E’ anche vero che si osserva spesso, soprattutto negli ultimi decenni, una certa tendenza a dar credito a false impalcature scientifiche già abbandonate da tempo.
Faccio un esempio stuzzicante per voi.
Il 30 % di chi legge rimarrà sconvolto se dico che l’omeopatia, nonostante i prodotti venduti in farmacia e alcune scuole aperte ai medici, si basa su fondamenti scientifici a dir poco traballanti. Il mercato dei prodotti omeopatici è miliardario...ma da qui a curarsi per malattie serie con l’omeopatia...ce ne passa. La voce un po’ roca, l’umore un pochino triste....passi, ma attenti: posso presentarvi due mie amiche che hanno rischiato di morire perchè volevano curare due forme di tumore con bacche di vischio e amenità simili! Le due amiche sono arrivate in ospedale con l’ambulanza a sirene spiegate e si sono salvate per un pelo...con farmaci tradizionali somministrati a badilate.
Voglio dire che non è reato credere negli effetti della “omeopatia”, della “cromoterapia”, regalare soldi ai medici “iridologi”, ma voler considerare scienza aspetti poco certi di tali discipline è azzardato.

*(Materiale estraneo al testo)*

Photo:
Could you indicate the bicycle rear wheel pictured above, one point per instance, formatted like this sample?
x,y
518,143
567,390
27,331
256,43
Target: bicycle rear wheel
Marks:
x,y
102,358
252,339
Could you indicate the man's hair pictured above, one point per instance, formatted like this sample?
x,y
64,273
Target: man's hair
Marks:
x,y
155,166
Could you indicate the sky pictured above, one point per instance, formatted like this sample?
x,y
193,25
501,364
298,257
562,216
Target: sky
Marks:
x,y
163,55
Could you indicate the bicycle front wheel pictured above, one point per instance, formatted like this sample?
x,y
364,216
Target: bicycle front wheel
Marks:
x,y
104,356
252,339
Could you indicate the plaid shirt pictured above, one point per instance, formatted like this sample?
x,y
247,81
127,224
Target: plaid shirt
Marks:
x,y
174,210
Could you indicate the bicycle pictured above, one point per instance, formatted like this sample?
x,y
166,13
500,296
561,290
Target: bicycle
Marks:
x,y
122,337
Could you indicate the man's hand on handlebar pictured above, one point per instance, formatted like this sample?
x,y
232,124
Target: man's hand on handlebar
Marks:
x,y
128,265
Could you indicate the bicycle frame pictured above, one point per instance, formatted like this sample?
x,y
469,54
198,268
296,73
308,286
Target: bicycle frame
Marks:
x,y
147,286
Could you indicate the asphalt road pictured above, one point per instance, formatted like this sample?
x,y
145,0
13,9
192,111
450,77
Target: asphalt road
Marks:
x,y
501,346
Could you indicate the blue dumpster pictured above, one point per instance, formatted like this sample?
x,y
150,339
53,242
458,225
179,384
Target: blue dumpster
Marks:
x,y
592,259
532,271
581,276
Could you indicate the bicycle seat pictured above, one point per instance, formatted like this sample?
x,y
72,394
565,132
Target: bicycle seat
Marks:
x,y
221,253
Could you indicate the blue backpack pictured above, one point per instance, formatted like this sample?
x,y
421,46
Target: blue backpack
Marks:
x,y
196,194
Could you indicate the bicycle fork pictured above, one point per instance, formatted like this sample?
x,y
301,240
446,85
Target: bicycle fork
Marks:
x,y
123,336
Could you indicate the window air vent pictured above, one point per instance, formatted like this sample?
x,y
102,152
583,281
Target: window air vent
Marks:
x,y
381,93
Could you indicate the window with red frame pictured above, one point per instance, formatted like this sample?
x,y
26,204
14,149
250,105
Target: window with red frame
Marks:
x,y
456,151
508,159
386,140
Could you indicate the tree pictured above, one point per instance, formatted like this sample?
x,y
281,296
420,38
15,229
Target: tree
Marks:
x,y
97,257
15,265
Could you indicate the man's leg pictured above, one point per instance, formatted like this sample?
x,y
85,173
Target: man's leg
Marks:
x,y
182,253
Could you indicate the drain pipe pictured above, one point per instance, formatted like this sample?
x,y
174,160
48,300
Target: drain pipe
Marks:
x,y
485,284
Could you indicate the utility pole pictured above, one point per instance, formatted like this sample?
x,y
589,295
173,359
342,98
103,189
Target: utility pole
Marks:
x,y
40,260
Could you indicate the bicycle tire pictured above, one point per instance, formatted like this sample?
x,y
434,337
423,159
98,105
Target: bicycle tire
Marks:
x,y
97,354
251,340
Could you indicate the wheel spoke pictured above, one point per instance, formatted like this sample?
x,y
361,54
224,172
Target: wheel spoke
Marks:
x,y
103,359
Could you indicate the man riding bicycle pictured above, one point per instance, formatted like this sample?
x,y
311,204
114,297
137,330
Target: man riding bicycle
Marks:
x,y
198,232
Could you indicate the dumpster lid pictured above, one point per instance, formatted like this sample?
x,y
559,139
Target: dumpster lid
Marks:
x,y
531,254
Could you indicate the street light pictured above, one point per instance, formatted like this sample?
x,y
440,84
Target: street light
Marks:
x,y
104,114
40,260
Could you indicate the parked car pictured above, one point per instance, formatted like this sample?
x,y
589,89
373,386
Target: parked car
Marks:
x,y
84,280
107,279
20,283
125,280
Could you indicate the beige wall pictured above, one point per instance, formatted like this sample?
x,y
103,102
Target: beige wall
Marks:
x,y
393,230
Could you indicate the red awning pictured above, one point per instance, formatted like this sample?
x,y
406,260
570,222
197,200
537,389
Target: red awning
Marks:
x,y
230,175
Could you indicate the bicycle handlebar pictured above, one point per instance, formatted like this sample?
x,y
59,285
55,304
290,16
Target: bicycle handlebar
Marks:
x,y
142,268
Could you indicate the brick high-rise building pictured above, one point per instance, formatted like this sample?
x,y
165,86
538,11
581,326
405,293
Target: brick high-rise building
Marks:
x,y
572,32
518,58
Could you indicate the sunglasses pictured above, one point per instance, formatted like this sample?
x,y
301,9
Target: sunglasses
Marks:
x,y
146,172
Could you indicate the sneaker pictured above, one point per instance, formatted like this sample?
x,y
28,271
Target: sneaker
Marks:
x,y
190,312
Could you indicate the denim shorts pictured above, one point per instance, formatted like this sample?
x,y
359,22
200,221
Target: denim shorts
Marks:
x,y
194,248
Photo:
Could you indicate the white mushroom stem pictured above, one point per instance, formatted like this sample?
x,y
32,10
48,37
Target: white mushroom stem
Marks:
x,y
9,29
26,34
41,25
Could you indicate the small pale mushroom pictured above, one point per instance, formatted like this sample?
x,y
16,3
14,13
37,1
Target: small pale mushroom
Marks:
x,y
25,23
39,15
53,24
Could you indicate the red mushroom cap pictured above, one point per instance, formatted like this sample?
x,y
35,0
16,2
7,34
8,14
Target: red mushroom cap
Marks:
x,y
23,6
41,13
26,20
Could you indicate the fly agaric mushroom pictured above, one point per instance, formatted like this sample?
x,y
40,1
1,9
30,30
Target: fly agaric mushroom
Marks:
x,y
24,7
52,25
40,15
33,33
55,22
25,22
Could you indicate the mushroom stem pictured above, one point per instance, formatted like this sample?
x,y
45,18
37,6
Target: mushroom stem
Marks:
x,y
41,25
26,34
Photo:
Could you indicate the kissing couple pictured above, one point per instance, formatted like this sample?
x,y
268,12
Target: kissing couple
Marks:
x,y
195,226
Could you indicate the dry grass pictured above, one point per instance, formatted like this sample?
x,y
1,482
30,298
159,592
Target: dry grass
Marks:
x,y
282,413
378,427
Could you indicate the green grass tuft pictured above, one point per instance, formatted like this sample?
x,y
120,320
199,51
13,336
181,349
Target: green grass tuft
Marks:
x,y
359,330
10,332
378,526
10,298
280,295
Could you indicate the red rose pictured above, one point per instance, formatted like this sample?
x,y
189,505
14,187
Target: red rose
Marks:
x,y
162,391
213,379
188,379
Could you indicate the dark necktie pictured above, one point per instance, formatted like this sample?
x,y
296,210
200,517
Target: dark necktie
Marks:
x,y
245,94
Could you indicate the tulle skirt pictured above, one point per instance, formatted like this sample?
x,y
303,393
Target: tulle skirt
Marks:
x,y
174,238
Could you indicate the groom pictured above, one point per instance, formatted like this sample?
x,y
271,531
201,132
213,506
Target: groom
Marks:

Tornando alle piante e all’articolo, non credete che dal 1880 i neurobiologi avrebbero già scoperto tutto dell’intelligenza delle piante? Riguardo alle presunte capacità dell’apice radicale, la questione in termini botanici è ben conosciuta. Nessun microcervello è nascosto in pochi micron. La capacità di distinguere fra diversi stimoli non indica intelligenza superiore. La capacità delle radici di rispondere a stimoli come la gravità, la luce, l'umidità è stata ampiamente studiata e documentata nei decenni passati dai botanici.
La parola intelligenza deriva dalle parole “inter legere” che indicano la capacità di “leggere...tra le righe”; la capacità cioè di analizzare situazioni complesse per arrivare a conclusioni a volte assolutamente diverse da quelle ipotizzabili all’inizio del ragionamento. La capacità di dare risposte automatiche anche diversificate non richiede intelligenza, ma solo strutture sensoriali per la raccolta degli stimoli e strutture idonee a dare risposte adeguate.